Die Basler Bevölkerung muss sich im nächsten Frühling die Frage stellen: Soll dieser Affe Grundrechte haben? Man kann sagen goht’s noo? Oder haben die nichts Gescheiteres zu tun? Was für Menschen sind denn das, die so etwas verlangen?

Edibe Gölgeli

Edibe Gölgeli

Ich kann mir vorstellen, dass Vorkämpfer:innen der Tierrechte bestimmt noch mit viel mehr Vorwürfe umgehen mussten und müssen. Wir als SP Fraktion sind hin und her gerissen. Wir haben sehr kontrovers und intensiv diskutiert und sind zum Schluss gekommen, dass wir offen stimmen, werden. Auf der einen Seite ist die Initiative eng und fraglich, ob das das richtige Instrument ist. Es stellte sich für uns auch die Frage, was die Initiative konkret bewirken kann. Wir haben eine sogenannte halbgültige Initiative vorliegen und die Situation ist insgesamt sehr unbefriedigend. Die einen sind der Meinung, dass die grosse politische Signalwirkung der Initiative gegenüber der wissenschaftlichen Forschung als unfreundlich empfunden werden könne. Indirekt könnte auch auf den Zoo ein erhöhter Druck entstehen. Wie Sie auch wissen, hatte der Grosserrat 2018 die Initiative für ungültig erklärt – aber das Bundesgericht entschied, dass die Volksinitiative gültig ist und es darf darüber abgestimmt werden. Es ist zulässig, in den Kantonen einen strengeren Tierschutz einzuführen als auf Bundesebene. Zu diesem Schluss kommt das Bundesgericht. Es bestätigt damit ein Urteil des Basler Verfassungsgerichts. Also rein rechtlich gesehen ist es möglich, dass Kanton Basel-Stadt den Affen Grundrechte erteilen kann. Und im Prinzip können auch Tiere Träger von Grundrechten sein. 

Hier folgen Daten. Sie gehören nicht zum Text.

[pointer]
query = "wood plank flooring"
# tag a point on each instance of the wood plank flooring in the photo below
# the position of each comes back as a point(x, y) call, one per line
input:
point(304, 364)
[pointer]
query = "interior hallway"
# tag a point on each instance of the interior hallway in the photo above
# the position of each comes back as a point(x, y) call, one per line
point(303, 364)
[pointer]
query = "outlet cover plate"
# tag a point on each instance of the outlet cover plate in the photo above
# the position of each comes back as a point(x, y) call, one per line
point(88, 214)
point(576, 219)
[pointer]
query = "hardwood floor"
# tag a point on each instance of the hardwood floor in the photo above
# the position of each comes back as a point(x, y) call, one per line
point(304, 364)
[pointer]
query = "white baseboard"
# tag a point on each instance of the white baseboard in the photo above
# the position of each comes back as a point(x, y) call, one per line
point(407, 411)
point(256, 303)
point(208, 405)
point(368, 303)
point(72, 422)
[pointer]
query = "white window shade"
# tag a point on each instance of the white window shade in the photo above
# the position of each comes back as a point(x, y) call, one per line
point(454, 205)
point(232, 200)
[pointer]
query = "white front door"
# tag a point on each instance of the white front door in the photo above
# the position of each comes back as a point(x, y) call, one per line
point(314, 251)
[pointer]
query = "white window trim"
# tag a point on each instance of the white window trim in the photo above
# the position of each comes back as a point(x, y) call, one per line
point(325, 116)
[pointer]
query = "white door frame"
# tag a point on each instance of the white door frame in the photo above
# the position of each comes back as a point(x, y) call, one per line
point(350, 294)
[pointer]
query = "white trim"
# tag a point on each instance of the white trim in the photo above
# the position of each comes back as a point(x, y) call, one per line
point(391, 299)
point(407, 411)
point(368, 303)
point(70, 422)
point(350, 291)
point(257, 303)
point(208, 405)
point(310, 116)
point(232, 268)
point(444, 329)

Und hier kamen auch die Meinungen in der Fraktion dazu, dass Nicht nur Menschen Rechte haben. Auch Stiftungen und Aktiengesellschaften dürfen ein Gericht anrufen, ihre Interessen vertreten. Warum aber bleiben Natur und Tiere davon ausgeschlossen? Frauen haben die gleichen Rechte wie Männer. Kinder dürfen nicht zur Arbeit gezwungen werden. Und sie haben Anspruch auf Schulbildung. Die Sklaverei ist verboten. Das sind doch lauter Selbst­verständlichkeiten, würden die meisten jetzt sagen. Drehen wir das Rad der Geschichte jedoch um nur 300 Jahre zurück, kann von Selbst­verständlichkeit keine Rede mehr sein. Jedes Recht muss mühselig errungen werden, bevor es selbst­verständlich wird. Rechte zu haben, war ein Kampf – und bleibt ein Kampf. Heute stellt sich die Frage: Ist es gerecht, dass nur menschliche Wesen über Rechte verfügen? Was gilt für nicht­menschliche Existenzen? Für das Schwein oder den Fluss, den Baum oder den Gletscher?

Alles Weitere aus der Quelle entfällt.